The trust said on Wednesday the strong investor demand for Bunnings assets was driven by the still low interest rate environment and the search by investors for running yields higher than interest rates, the retailer’s strong covenant, and the low risk nature of the properties.
About 55 per cent of the trust’s rental income is subject to CPI annual adjustment and 45 per cent is subject to fixed annual adjustment, other than in when market rent reviews apply. These metrics could play in its favour as inflation jumps.
The trust said its main focus this financial year was on filling any vacancies, progressing store upgrades, extending existing leases with Bunnings and rolling out energy efficiency improvements.
It will continue for opportunities to grow the portfolio that will create value, but the trust has not bought in the current hot market, and the distribution for this financial year expected to be similar to last year.
The landlord said Bunnings had exercised fresh options at sites across the country and it will also upgrade some properties, while it was also re-leasing properties in Hervey Bay and Port Kennedy, where Bunnings had departed. It is also looking at alternative uses for properties in Belmont North and Morley.
Morgan Stanley said the trust’s net profit of $114.7m was a slight beat of market forecasts due to stronger than expected like-for-like rental growth, which came in at 3.3 per cent for the year, assisted by inflation tailwinds. “This theme should continue in fiscal 2023 with about 55 per cent of leases subject to CPI adjustment,” the bank’s property analysts said.
The company has guided to a distribution per security “to be similar” to fiscal 2022, which was 18.29c. But the analyst noted that BWP would again have less than full cash coverage of this as Belmont North and Morley will be vacated in this month and about 45 per cent of the trust’s $450m drawn debt is exposed to floating rates.
Citi said that BWP’s dividend per share was in line with guidance and consensus, however growth in net tangible assets and rental growth momentum likely beat consensus expectations.

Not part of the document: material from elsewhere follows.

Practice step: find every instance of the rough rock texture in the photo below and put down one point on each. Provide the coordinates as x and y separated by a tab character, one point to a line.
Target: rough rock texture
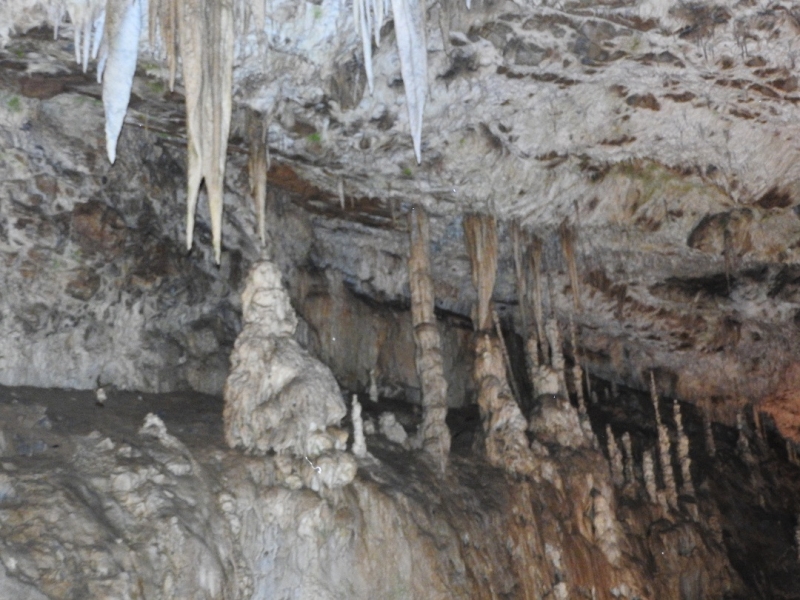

Citi analysts Howard Penny and Suraj Nebhani said a key positive was the 17.6 per cent increase in net tangible asset per share to $3.87 with cap rates of 5.04 per cent, a tightening from 5.11 per cent last December.
“The most recent regional store traded at a cap rate of 4.29 per cen, indicating room for further potential compression,” they said.
Like for like rental growth continued with positive momentum to 3.3 per cent fuelled by CPI-linked leases. Gearing remains prudent at 15.1 per cent and Citi said the trust is relatively well positioned in the current rate environment.
“We expect the market to view the results as positive with strong rental growth momentum, prudent interest rate hedging and surprisingly strong NTA growth. However, market debates around relatively high valuation levels will limit significant share price upside in our view,” Mr Penny and Mr Nebhani said.
BWP securities added 6c to $4.29 in a lower market just after early afternoon trading.